Extensive Document Disclosures. Currently, parties need provide only final versions of Item 4(c) and 4(d) documents – competition/market/synergy documents, or third-party advisor documents, analyzing the transaction, prepared by or for an officer or director. The proposed changes would substantially expand the required document submissions, and sweep in documents that parties ordinarily would not provide absent a specific request from the agencies for those documents.
- Drafts. Parties would have to provide drafts, not just the definitive versions, of 4(c)/(d) documents.
- Supervisory Deal Team Documents. 4(c) documents would be defined to include documents that were prepared by or for the “supervisory deal team lead(s),” not just by or for an officer or director.
- Ordinary Course Strategic Documents.
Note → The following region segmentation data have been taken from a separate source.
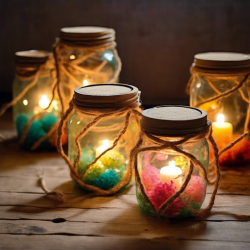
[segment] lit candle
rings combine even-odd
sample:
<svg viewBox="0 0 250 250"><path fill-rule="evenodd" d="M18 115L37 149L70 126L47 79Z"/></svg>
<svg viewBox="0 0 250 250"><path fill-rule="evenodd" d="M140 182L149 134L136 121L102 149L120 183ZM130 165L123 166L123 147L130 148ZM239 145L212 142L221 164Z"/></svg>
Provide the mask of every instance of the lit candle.
<svg viewBox="0 0 250 250"><path fill-rule="evenodd" d="M219 148L225 147L232 142L233 126L229 122L224 122L224 115L217 116L217 122L213 122L213 136Z"/></svg>
<svg viewBox="0 0 250 250"><path fill-rule="evenodd" d="M182 174L182 171L180 168L175 166L174 161L169 162L169 166L163 167L160 170L160 180L161 183L167 183L171 184L171 181L173 182L174 187L177 188L177 190L181 187L182 181L181 177L178 177Z"/></svg>
<svg viewBox="0 0 250 250"><path fill-rule="evenodd" d="M109 140L103 140L102 145L96 149L96 156L99 156L102 152L107 150L110 147L110 144Z"/></svg>
<svg viewBox="0 0 250 250"><path fill-rule="evenodd" d="M46 95L42 95L42 99L39 101L39 106L43 109L47 108L49 105L49 99Z"/></svg>

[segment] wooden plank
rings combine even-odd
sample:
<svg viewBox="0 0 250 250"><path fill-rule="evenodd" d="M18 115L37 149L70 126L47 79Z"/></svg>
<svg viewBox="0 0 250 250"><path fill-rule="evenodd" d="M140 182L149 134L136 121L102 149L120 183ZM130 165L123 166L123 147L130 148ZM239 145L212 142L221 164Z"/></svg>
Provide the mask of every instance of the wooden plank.
<svg viewBox="0 0 250 250"><path fill-rule="evenodd" d="M118 226L120 217L110 219L108 223L69 222L52 223L50 221L33 220L1 220L0 234L68 234L81 236L133 236L138 238L171 238L171 239L198 239L211 241L249 242L247 233L250 222L237 221L154 221L144 220L140 224L123 224ZM118 220L118 221L116 221ZM120 225L120 224L119 224ZM241 230L239 230L239 227Z"/></svg>
<svg viewBox="0 0 250 250"><path fill-rule="evenodd" d="M74 198L68 196L69 198ZM204 205L209 201L209 195L206 197ZM237 219L240 215L250 216L249 210L250 196L241 195L218 195L215 200L213 208L214 213L224 215L229 213ZM122 208L122 209L138 209L136 197L134 195L116 195L111 197L95 197L95 198L81 198L81 200L72 203L58 204L53 199L50 199L41 194L29 193L0 193L0 206L27 206L40 208ZM231 214L230 214L231 213Z"/></svg>
<svg viewBox="0 0 250 250"><path fill-rule="evenodd" d="M136 204L130 208L100 207L92 209L84 208L37 208L37 207L12 207L0 206L0 220L54 220L63 218L67 221L88 221L88 222L107 222L111 218L118 218L119 223L134 224L140 223L140 218L148 217L147 220L155 220L154 217L147 216ZM238 207L215 207L211 214L206 218L194 218L190 220L237 220L249 221L249 208L244 206L240 210Z"/></svg>
<svg viewBox="0 0 250 250"><path fill-rule="evenodd" d="M68 235L0 235L0 249L34 250L138 250L138 249L185 249L185 250L246 250L248 242L173 240L167 237L139 239L133 237L95 237Z"/></svg>
<svg viewBox="0 0 250 250"><path fill-rule="evenodd" d="M6 192L30 192L30 193L43 193L41 187L38 185L37 169L32 169L32 175L0 175L0 191ZM16 171L15 171L16 172ZM64 193L80 194L78 188L76 188L71 181L68 169L64 167L55 166L50 169L46 169L46 185L50 190L58 189ZM58 173L58 175L57 175ZM3 174L3 173L2 173ZM231 177L228 175L228 179L222 179L218 194L246 194L250 195L250 177L237 176ZM231 182L230 182L231 180ZM233 182L236 182L234 183ZM134 181L132 182L132 184ZM213 186L208 186L207 193L211 194ZM135 194L135 187L128 190L126 194Z"/></svg>

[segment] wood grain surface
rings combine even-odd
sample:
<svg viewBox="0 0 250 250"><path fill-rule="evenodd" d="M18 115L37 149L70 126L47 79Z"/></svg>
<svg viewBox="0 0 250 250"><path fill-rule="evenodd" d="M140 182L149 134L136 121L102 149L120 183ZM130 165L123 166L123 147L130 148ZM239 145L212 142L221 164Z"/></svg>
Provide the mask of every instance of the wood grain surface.
<svg viewBox="0 0 250 250"><path fill-rule="evenodd" d="M0 132L12 136L9 114ZM8 133L7 133L8 132ZM65 193L56 203L39 186ZM212 187L207 189L207 204ZM222 171L207 218L159 220L143 214L135 184L111 197L86 198L56 152L0 144L0 249L250 249L250 166Z"/></svg>

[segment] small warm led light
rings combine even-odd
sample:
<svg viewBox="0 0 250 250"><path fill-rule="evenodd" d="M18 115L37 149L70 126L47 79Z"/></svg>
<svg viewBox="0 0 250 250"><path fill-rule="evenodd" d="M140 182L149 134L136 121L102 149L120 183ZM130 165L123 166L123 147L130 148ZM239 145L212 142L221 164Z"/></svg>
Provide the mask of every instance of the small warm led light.
<svg viewBox="0 0 250 250"><path fill-rule="evenodd" d="M58 105L57 105L57 101L56 100L54 100L52 102L52 105L53 105L53 107L54 107L55 110L58 110Z"/></svg>
<svg viewBox="0 0 250 250"><path fill-rule="evenodd" d="M223 114L219 114L217 116L217 122L220 124L224 123L224 115Z"/></svg>
<svg viewBox="0 0 250 250"><path fill-rule="evenodd" d="M83 80L82 84L83 84L83 86L87 86L87 85L89 85L89 82L87 79L85 79L85 80Z"/></svg>
<svg viewBox="0 0 250 250"><path fill-rule="evenodd" d="M23 100L23 105L27 106L28 105L28 100Z"/></svg>
<svg viewBox="0 0 250 250"><path fill-rule="evenodd" d="M46 95L42 95L42 99L39 101L39 106L43 109L47 108L49 105L49 99Z"/></svg>

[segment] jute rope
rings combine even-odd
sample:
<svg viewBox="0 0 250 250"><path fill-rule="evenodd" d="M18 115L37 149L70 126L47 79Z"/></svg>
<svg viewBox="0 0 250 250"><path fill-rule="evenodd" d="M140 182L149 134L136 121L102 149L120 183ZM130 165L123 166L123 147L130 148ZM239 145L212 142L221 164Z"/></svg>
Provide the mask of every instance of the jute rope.
<svg viewBox="0 0 250 250"><path fill-rule="evenodd" d="M249 90L247 89L247 93L248 93L248 97L245 96L243 90L241 89L242 86L244 86L248 80L249 80L249 75L250 75L250 70L233 70L233 71L229 71L229 70L207 70L207 69L201 69L199 67L196 67L194 65L192 65L192 67L190 68L190 73L191 73L191 77L188 81L187 87L186 87L186 92L190 95L190 91L191 91L191 84L193 82L193 80L195 78L199 78L199 77L205 77L206 78L206 82L209 84L209 86L216 92L217 95L210 97L208 99L202 100L201 102L199 102L198 104L195 105L195 107L200 107L201 105L208 103L208 102L212 102L212 101L219 101L222 98L228 97L230 96L232 93L234 93L235 91L239 91L242 99L248 104L247 107L247 115L246 115L246 119L245 119L245 124L244 124L244 133L246 133L248 131L248 124L249 124L249 120L250 120L250 95L249 95ZM225 91L225 92L221 92L219 91L214 84L212 83L212 81L209 79L209 77L228 77L230 79L232 79L232 77L243 77L243 79L239 82L237 82L235 80L235 86L232 87L231 89Z"/></svg>
<svg viewBox="0 0 250 250"><path fill-rule="evenodd" d="M213 180L210 180L208 178L208 174L207 171L205 169L205 167L203 166L203 164L192 154L180 149L179 146L186 144L186 143L192 143L196 140L202 139L202 138L206 138L212 145L213 151L214 151L214 155L215 155L215 159L213 162L213 165L215 166L215 178ZM243 137L238 138L235 142L231 143L227 148L223 149L223 151L227 150L228 148L232 147L235 143L237 143L238 141L242 140ZM143 147L143 141L144 140L150 140L151 142L153 142L154 144L156 144L156 146L145 146ZM186 178L184 180L184 182L182 183L182 186L179 190L177 190L177 192L175 192L171 197L169 197L159 208L159 210L157 210L153 203L151 202L151 200L149 199L145 187L142 183L141 177L140 177L140 173L139 173L139 169L138 169L138 165L137 165L137 157L138 154L141 152L145 152L145 151L161 151L161 150L165 150L165 149L172 149L173 151L177 152L180 155L183 155L185 157L187 157L189 159L190 162L190 167L189 167L189 171L186 175ZM190 134L190 135L186 135L183 137L178 137L176 140L173 140L173 138L169 138L169 137L159 137L159 136L155 136L151 133L148 133L146 131L141 130L140 132L140 136L139 136L139 140L136 143L136 146L134 147L133 151L131 152L132 154L132 161L133 161L133 168L135 170L135 177L137 180L137 183L139 185L140 191L145 199L146 202L148 202L151 207L154 209L155 213L160 216L160 217L165 217L168 218L168 208L171 206L171 204L173 203L173 201L176 198L180 198L181 200L182 198L182 193L184 192L185 188L187 187L192 173L193 173L193 169L194 166L198 166L201 169L201 174L203 176L203 179L208 183L208 184L214 184L214 189L210 198L210 202L208 204L208 206L204 209L200 209L200 210L195 210L193 209L190 205L185 204L186 206L188 206L188 208L191 210L192 214L194 216L205 216L213 207L214 205L214 200L215 200L215 196L218 190L218 186L219 186L219 181L220 181L220 169L219 169L219 152L218 152L218 148L217 145L213 139L212 136L212 126L211 126L211 122L208 121L207 126L204 128L203 131L195 133L195 134Z"/></svg>
<svg viewBox="0 0 250 250"><path fill-rule="evenodd" d="M100 45L100 46L91 46L91 47L84 47L80 45L76 45L74 43L66 43L61 40L57 40L53 46L53 52L54 52L54 57L56 59L56 67L57 67L57 72L62 72L64 73L71 81L73 84L75 84L75 87L82 86L82 82L77 80L75 76L72 75L70 70L74 70L78 74L86 74L86 75L105 75L105 73L102 72L102 69L104 66L107 64L107 60L101 62L98 66L94 67L93 69L87 69L82 66L85 61L87 61L89 58L91 58L93 55L95 55L98 52L104 52L105 50L112 50L112 53L114 54L114 57L117 60L117 68L114 72L114 75L112 76L111 79L108 80L108 82L105 83L116 83L118 81L118 77L121 71L121 60L120 57L118 56L118 53L115 49L116 44L111 43L110 45ZM76 49L83 50L85 49L88 51L88 54L83 55L83 56L78 56L77 59L75 60L68 60L68 58L65 58L64 56L60 56L63 54L64 51L68 51L70 47L74 47ZM60 76L58 75L59 79ZM60 79L61 81L61 79Z"/></svg>
<svg viewBox="0 0 250 250"><path fill-rule="evenodd" d="M128 160L129 163L127 164L127 170L126 170L126 173L125 173L122 181L117 186L111 188L110 190L102 190L98 187L88 185L82 181L82 178L84 177L85 173L88 171L90 166L95 164L108 151L112 150L116 146L119 146L119 142L121 141L121 139L125 135L132 116L135 118L136 123L138 124L138 128L140 127L139 124L140 124L140 118L141 118L141 112L140 112L141 109L139 108L139 105L140 105L139 94L138 94L136 99L131 98L130 103L126 102L126 104L127 105L125 107L118 108L118 107L116 107L116 105L113 105L114 106L113 108L106 108L106 109L79 107L79 106L75 105L74 98L73 98L69 103L69 108L67 109L67 111L65 112L65 114L63 115L63 117L59 123L58 138L57 138L58 152L61 154L61 156L63 157L63 159L65 160L65 162L69 166L71 178L73 180L75 180L83 189L88 190L88 191L92 191L93 192L92 196L107 196L107 195L115 194L117 191L119 191L122 187L126 186L131 181L132 163L131 163L130 157ZM64 149L62 147L62 140L61 140L62 130L63 130L64 124L65 124L65 121L68 120L69 116L72 114L73 111L80 112L82 115L84 115L86 117L92 117L92 121L90 123L88 123L75 137L75 145L77 147L78 154L77 154L77 157L76 157L74 163L72 163L69 160L68 156L65 154ZM81 156L80 139L86 133L88 133L88 131L95 128L95 125L97 125L102 120L105 120L108 118L124 118L124 123L123 123L122 127L120 125L118 125L118 126L111 125L110 127L105 127L105 131L114 131L115 129L121 128L119 134L117 135L116 139L113 141L112 146L110 146L107 150L105 150L98 157L96 157L95 160L86 167L85 171L83 173L79 174L77 171L77 167L79 165L80 156ZM94 130L94 131L100 132L99 129ZM132 140L130 138L130 142L127 144L127 147L129 148L129 150L127 150L128 156L130 155L130 151L132 150L131 142L132 142ZM57 192L57 191L53 191L53 194L55 194L54 192ZM62 200L59 200L59 199L58 199L58 201L62 202ZM64 199L63 202L65 202L65 201L66 200Z"/></svg>

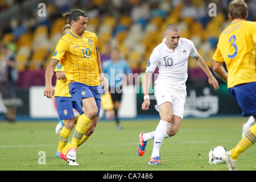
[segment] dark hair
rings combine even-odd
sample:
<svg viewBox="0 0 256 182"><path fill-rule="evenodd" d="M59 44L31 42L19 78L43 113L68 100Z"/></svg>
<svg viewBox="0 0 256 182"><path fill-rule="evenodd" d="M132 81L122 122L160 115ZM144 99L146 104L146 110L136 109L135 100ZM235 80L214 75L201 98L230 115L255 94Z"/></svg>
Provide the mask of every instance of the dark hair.
<svg viewBox="0 0 256 182"><path fill-rule="evenodd" d="M71 22L74 20L76 21L79 19L80 16L82 16L84 17L87 17L87 14L85 12L82 10L76 9L69 13L63 13L62 16L67 19L67 22L71 24Z"/></svg>
<svg viewBox="0 0 256 182"><path fill-rule="evenodd" d="M229 6L229 14L231 19L245 19L248 13L248 6L243 0L232 1Z"/></svg>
Parties would need to submit certain ordinary course high-level strategic documents (e.g., period business or strategic plans), not just internal documents created in contemplation of the notified transaction. The proposed changes would capture documents that contain information regarding market shares, competition, competitors, or markets regarding products or services where the parties overlap.
Other Significant Proposed Changes
Under the proposed changes, parties would be required to provide many other types of information that the current form does not mention, including:
- Interlocking Directors or Officers or Observers. For the first time, the parties would need to disclose their officers, directors, or board observers (and people with similar functions in unincorporated entities) and identify any other entities where those individuals have had such roles for the last 2 years.
- Prior Acquisitions. The agencies propose to substantially expand obligations to report prior transactions. The proposal would (i) eliminate the current $10 million annual net sales or total assets threshold for disclosures of prior acquisitions, so all acquisitions in overlapping NAICS codes or in the horizontal overlaps narrative would need to be disclosed; (ii) expand the timeframe for reporting prior acquisitions from 5 to 10 years; (iii) extend the obligation to the acquired, not just the acquiring, party.
- Minority Stakes. The revised form would expand parties’ obligations to disclose minority interests and large shareholders. For instance, each party would also need to list entities where they hold a minority stake of 5% or more that overlap with the other party – currently parties can simply list all entities where they hold a minority stake, regardless of any overlap.
First, if the proposed revisions are adopted, HSR notifications will be much more burdensome and require substantially more preparation time and consideration. This will materially extend the time to closing and transaction costs for many transactions. For instance, the FTC estimates that businesses would need on average 144 hours to prepare the revised notification, or 4 times more than the current average, and 7 times more for complex transactions. In addition, the parties will need to adopt at the time of filing critically important positions relating to overlaps and non-horizontal relationships, which will frame any subsequent investigation or litigation, a process that will require great care.
Second, the proposed requirements to provide draft 4(c)/(d) documents will require that businesses be even more vigilant to avoid creating vague, incomplete, or otherwise misleading documents that could trigger an extended investigation. It will be crucial for companies to have robust training and monitoring programs for both deal-related and high-level ordinary course document creation.
Parties will now have until August 28, 2023 to submit comments on the proposed changes to the HSR form. The FTC and DOJ will then decide what, if any, changes to make to the proposal before the new HSR form becomes final. Changes to the form may not become operative for a year or more, but it is not too early to start planning for a notification regime that – absent dramatic changes to the proposal – will bring a new, and vastly different, merger notification regime in the United States.